Um vôo para a liberdade


O governo federal anunciou um programa que cria presídios onde serão mantidos jovens, na faixa entre 18 e 24 anos, que tenham contas a acertar com a sociedade. Um deles será no Rio Grande do Sul. Mesmo cabreiros, como temos ficado com promessas da administração Lula – quase sempre bem intencionadas, de teor “altamente revolucionário”, mas que são incapazes de sair da teoria – esta é uma idéia que merece atenção.
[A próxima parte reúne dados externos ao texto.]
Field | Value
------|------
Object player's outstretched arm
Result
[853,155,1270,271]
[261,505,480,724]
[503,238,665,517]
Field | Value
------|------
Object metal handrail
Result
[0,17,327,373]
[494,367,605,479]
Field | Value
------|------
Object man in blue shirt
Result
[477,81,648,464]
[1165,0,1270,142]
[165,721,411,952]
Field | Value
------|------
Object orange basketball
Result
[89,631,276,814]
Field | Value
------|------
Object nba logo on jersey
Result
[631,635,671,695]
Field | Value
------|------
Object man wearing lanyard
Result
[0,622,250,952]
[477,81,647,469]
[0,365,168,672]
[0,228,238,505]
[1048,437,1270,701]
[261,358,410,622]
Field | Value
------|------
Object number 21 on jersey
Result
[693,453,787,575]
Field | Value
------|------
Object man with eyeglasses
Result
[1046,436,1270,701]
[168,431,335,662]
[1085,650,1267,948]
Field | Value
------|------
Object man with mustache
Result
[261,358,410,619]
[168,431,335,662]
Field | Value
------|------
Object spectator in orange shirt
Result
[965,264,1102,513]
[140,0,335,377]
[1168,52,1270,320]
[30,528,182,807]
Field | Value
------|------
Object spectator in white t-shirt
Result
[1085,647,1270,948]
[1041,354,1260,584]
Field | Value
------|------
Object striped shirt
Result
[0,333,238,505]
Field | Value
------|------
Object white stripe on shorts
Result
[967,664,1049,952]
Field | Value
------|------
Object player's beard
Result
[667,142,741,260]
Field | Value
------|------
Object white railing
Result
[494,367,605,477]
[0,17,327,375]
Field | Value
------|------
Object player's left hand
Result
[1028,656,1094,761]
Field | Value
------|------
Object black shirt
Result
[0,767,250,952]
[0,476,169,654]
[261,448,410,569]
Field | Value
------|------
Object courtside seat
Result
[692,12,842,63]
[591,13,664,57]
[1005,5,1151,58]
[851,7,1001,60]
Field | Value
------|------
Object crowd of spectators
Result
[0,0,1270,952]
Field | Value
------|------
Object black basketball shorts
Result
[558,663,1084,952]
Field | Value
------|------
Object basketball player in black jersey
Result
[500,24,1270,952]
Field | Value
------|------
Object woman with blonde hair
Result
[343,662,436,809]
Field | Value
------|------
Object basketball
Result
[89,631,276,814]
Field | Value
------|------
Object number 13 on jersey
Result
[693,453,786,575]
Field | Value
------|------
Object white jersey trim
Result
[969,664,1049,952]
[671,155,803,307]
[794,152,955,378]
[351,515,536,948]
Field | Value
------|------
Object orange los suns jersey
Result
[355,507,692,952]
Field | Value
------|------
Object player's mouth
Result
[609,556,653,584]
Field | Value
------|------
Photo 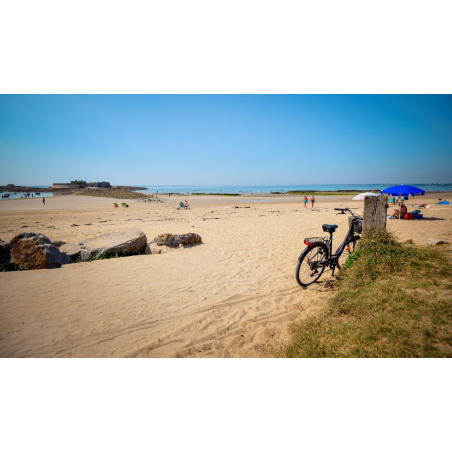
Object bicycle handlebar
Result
[334,207,360,218]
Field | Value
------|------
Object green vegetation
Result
[278,230,452,357]
[76,251,126,263]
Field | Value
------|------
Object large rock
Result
[52,240,66,248]
[151,232,202,248]
[0,240,11,262]
[9,232,73,270]
[76,228,147,258]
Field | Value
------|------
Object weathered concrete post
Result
[363,195,388,232]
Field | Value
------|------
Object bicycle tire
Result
[295,242,329,287]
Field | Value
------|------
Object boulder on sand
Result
[151,232,202,248]
[0,240,11,262]
[0,240,20,272]
[65,228,147,258]
[52,240,66,248]
[9,232,73,270]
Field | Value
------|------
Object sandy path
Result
[0,196,452,357]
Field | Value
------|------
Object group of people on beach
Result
[303,195,315,209]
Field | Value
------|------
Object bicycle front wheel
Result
[295,242,328,287]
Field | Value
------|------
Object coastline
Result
[0,194,452,357]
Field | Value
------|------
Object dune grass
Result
[277,230,452,357]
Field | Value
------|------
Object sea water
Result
[136,183,452,194]
[0,185,53,201]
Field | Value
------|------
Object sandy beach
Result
[0,194,452,357]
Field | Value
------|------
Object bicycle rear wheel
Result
[337,241,356,270]
[295,242,328,287]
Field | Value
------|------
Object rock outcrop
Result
[151,232,202,248]
[9,232,73,270]
[0,240,20,272]
[0,240,11,262]
[52,240,66,248]
[60,228,147,260]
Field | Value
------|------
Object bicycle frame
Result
[305,209,361,275]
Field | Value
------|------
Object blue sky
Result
[0,95,452,186]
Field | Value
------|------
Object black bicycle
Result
[295,208,363,287]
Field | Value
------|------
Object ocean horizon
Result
[3,183,452,199]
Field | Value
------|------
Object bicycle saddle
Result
[322,224,337,234]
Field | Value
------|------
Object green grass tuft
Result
[277,230,452,357]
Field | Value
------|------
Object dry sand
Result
[0,194,452,357]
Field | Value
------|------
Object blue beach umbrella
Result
[380,185,425,196]
[380,185,425,219]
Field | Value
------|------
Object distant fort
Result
[52,180,111,190]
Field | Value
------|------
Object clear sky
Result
[0,95,452,186]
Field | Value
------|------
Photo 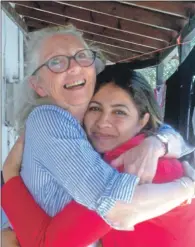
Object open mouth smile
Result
[64,80,86,89]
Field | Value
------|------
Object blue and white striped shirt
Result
[21,105,139,217]
[21,105,189,220]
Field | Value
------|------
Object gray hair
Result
[15,24,105,134]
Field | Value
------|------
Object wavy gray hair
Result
[15,24,106,134]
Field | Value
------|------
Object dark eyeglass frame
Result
[32,49,97,76]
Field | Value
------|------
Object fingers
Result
[182,161,195,181]
[111,154,124,168]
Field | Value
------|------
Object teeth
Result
[64,80,85,88]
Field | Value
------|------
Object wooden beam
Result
[180,15,195,63]
[114,1,187,31]
[57,1,177,40]
[25,17,154,54]
[13,2,173,45]
[21,16,143,62]
[1,1,28,35]
[15,5,164,48]
[121,1,195,18]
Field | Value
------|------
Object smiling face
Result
[84,83,149,153]
[31,34,96,111]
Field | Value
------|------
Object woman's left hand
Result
[3,135,24,183]
[111,137,164,184]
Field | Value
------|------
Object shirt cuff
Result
[97,173,140,217]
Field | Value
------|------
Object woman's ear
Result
[28,76,47,97]
[140,112,150,129]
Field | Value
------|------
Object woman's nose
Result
[96,114,111,128]
[67,58,81,74]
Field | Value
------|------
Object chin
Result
[93,145,111,154]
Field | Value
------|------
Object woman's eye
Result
[114,110,127,116]
[88,106,100,111]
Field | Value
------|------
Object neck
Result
[67,104,88,124]
[41,98,88,124]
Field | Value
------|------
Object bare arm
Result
[107,177,195,230]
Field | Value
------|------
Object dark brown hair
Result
[95,64,163,130]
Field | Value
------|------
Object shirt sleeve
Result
[158,124,195,157]
[1,177,111,247]
[25,106,139,217]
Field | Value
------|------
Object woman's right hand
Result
[182,161,195,198]
[1,228,20,247]
[3,135,24,183]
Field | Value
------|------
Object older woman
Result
[1,25,193,247]
[1,65,195,247]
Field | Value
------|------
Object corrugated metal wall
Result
[0,10,24,229]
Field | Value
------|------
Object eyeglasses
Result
[32,49,96,75]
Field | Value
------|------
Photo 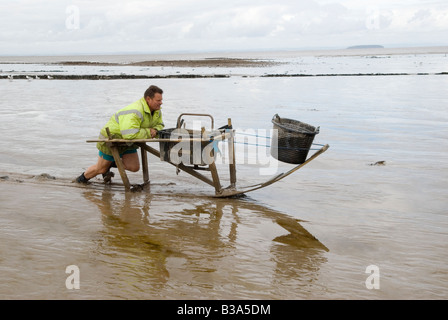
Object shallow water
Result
[0,48,448,299]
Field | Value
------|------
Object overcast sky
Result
[0,0,448,55]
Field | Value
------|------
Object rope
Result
[234,132,324,150]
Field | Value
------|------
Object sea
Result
[0,47,448,300]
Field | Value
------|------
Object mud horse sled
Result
[87,113,329,198]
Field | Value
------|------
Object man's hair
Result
[144,86,163,99]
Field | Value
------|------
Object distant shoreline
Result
[0,46,448,67]
[0,72,448,81]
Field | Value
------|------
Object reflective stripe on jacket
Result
[97,98,164,155]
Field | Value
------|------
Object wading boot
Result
[75,172,89,184]
[103,168,115,184]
Claro que o problema com jovens em situação de risco é anterior a este momento em que, já iniciados na delinqüência, deixam os programas de ressocialização em ambientes apropriados, para serem jogados nas prisões - autênticas universidades do crime. A ser cumprido o que foi anunciado, seriam espaços adequados para que acertem suas pendências legais, mas com duas obrigações: o trabalho e o estudo. Sendo verdade: perfeito. Os ambientes que temos hoje, pelo excesso de lotação e falta de ocupação nos cárceres, propicia muito tempo para pensar, ouvir e trocar idéias a respeito do que deu errado nos crimes anteriores.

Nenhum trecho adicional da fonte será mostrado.